New Bitcoin Highs on the Horizon
On October 14, Bitcoin ( #BTC☀ ) reached $64,800, marking its highest price for the month. Although the rise isn't as strong as in previous Octobers, there is still plenty of room for optimism. Prominent trader Crypto Tony predicts that a new price record could be achieved either by the end of this year or early 2025. This recent growth has captured the attention of many traders who believe that Bitcoin is on its way to reaching new all-time highs.
Traders Eagerly Await a Break of Resistance
A key focus for traders is the upcoming retest of the $65,000 resistance level, which, according to Elliott Wave theory, is crucial for Bitcoin's next move. Crypto Ed, a well-known trader and creator of the platform CryptoTA, mentioned that last week’s drop below $59,000 is now irrelevant, and he expects a retest of the $65,000 level soon. This sentiment is also backed by the liquidation of short positions last week, which exceeded $100 million.
Bitcoin Gradually Weakens Its Resistance
Bitcoin has been in a long consolidation phase lasting almost eight months. However, according to analyst Rekt Capital, it is slowly eroding price resistances that previously caused significant declines. The level around $64,300, which once led to an 18% correction, is now weakening, suggesting that a breakout could happen, potentially driving the price toward $66,000. This level marks the upper boundary of a descending channel that Bitcoin has followed since March.
Fed, Elections, and Inflation: Key Events Shaping the Market
This week marks the start of earnings season, and markets are increasingly focusing on possible actions by the U.S. Federal Reserve regarding interest rates. Last week’s macro data from the U.S. created additional challenges for the Fed, which now faces rising inflation and increasing unemployment. Analysts believe that the Fed’s next steps could significantly impact financial markets, including Bitcoin.

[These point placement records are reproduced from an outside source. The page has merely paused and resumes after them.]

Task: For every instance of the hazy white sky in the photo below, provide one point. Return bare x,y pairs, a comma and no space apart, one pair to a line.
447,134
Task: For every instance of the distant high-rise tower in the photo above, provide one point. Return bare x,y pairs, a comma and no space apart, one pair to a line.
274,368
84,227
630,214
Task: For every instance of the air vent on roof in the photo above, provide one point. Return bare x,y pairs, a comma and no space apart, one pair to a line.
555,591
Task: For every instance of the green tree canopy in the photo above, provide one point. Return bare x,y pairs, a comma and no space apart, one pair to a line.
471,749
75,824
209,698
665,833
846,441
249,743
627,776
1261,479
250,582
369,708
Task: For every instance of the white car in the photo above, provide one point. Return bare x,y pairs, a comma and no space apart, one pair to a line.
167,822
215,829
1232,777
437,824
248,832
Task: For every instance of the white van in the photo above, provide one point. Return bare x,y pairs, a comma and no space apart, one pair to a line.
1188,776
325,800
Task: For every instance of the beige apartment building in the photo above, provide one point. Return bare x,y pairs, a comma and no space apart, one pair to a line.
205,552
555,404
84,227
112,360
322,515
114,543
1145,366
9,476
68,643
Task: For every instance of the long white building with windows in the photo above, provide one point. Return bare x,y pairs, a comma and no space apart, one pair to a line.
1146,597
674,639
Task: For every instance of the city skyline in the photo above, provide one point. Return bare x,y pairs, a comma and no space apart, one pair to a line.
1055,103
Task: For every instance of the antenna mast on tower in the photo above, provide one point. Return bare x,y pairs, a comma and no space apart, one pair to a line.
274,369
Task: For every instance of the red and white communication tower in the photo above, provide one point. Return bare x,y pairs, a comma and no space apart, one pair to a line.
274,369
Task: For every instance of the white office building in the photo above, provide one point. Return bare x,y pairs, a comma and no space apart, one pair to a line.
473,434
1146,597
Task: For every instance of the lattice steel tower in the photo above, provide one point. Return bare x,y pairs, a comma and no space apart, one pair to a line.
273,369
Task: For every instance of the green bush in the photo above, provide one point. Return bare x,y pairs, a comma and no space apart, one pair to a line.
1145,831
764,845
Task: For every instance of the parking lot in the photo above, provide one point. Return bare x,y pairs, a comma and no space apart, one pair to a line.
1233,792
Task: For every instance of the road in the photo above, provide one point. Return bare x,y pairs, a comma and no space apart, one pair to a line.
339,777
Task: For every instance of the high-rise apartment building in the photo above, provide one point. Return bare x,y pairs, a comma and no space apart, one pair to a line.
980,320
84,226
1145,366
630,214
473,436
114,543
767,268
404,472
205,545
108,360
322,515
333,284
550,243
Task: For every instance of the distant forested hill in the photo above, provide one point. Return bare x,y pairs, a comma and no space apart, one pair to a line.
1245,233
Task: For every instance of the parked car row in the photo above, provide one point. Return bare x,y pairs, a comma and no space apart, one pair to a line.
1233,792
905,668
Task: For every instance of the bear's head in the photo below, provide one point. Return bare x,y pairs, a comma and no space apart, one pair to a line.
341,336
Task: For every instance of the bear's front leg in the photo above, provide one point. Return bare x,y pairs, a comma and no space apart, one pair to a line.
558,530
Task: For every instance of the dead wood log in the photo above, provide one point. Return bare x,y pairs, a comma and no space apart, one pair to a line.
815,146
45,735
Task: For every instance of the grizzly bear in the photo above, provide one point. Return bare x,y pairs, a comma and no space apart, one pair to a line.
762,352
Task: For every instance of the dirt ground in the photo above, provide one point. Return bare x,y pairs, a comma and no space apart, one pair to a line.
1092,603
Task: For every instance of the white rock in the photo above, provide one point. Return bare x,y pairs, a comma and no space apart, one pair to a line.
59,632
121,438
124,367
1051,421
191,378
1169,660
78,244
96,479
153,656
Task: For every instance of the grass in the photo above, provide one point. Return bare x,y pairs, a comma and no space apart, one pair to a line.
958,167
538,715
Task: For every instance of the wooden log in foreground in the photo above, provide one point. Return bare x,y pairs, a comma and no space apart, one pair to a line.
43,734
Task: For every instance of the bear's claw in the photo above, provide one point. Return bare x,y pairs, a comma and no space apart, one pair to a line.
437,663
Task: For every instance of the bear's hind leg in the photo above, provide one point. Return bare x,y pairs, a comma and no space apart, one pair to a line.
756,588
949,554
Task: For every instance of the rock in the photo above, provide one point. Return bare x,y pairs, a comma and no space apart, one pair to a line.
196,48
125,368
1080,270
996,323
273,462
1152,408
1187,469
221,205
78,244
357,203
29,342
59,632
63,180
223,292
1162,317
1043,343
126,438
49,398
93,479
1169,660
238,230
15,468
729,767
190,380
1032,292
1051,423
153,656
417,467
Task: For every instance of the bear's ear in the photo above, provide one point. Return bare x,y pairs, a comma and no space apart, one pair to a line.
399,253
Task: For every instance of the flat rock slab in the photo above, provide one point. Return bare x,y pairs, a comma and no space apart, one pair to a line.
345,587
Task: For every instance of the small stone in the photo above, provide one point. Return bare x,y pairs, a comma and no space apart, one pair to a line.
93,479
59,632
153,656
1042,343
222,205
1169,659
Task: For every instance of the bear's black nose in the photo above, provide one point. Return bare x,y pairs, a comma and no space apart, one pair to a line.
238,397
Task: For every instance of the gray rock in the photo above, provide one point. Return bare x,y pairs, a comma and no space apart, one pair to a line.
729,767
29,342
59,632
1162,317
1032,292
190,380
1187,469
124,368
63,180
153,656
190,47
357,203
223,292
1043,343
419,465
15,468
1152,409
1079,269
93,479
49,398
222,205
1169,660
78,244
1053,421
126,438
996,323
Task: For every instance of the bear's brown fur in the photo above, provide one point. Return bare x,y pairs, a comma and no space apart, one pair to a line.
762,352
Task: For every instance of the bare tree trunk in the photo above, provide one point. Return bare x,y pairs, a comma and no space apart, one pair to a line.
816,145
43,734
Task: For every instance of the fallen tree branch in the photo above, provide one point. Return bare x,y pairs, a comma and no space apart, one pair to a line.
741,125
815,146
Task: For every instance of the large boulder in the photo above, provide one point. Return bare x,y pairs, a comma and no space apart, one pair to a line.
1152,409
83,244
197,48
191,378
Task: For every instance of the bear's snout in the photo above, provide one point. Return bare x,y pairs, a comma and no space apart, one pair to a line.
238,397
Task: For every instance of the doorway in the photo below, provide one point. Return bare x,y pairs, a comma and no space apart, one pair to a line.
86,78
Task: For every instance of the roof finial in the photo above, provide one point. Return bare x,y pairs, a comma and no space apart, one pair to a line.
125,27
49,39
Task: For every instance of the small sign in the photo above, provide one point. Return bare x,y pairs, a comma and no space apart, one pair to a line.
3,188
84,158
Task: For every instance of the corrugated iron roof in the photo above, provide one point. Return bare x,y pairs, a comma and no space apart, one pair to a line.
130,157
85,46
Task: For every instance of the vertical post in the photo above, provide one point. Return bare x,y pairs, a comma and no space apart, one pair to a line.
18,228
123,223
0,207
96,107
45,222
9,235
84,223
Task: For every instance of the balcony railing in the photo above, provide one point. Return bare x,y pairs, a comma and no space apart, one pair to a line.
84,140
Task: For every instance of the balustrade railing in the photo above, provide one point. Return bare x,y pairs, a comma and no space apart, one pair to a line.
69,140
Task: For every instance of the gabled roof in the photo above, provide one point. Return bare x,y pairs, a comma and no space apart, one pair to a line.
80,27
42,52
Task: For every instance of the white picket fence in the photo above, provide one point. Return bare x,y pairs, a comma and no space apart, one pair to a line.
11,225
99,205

Retail Interest in Bitcoin Remains Low, But There’s Room for Growth
One of the differences in this Bitcoin bull cycle is the lower interest from retail investors. Data shows that participation from small investors is significantly weaker compared to previous cycles, even as Bitcoin reaches high levels again. However, CryptoQuant’s analysis suggests that this interest could still return, with future waves of FOMO (fear of missing out) being possible. This could serve as a catalyst for Bitcoin’s further growth.
ETF Markets Are Uncertain, Investors Remain Cautious
The situation in the ETF (Exchange-Traded Funds) market remains unclear. Last week saw both net outflows and inflows of capital into U.S. #BitcoinETFs . Market uncertainty is high, reflected in this segment as well. Large investors continue to weigh their options regarding the market’s direction and whether Bitcoin will break through the critical $65,000 level. However, experts believe that if Bitcoin can surpass this level, it could open the door to significant further growth.
All these facts suggest that Bitcoin is at a critical juncture. Breaking the $65,000 level could mark the beginning of a new growth phase. At the same time, macroeconomic challenges on the horizon will continue to influence the market.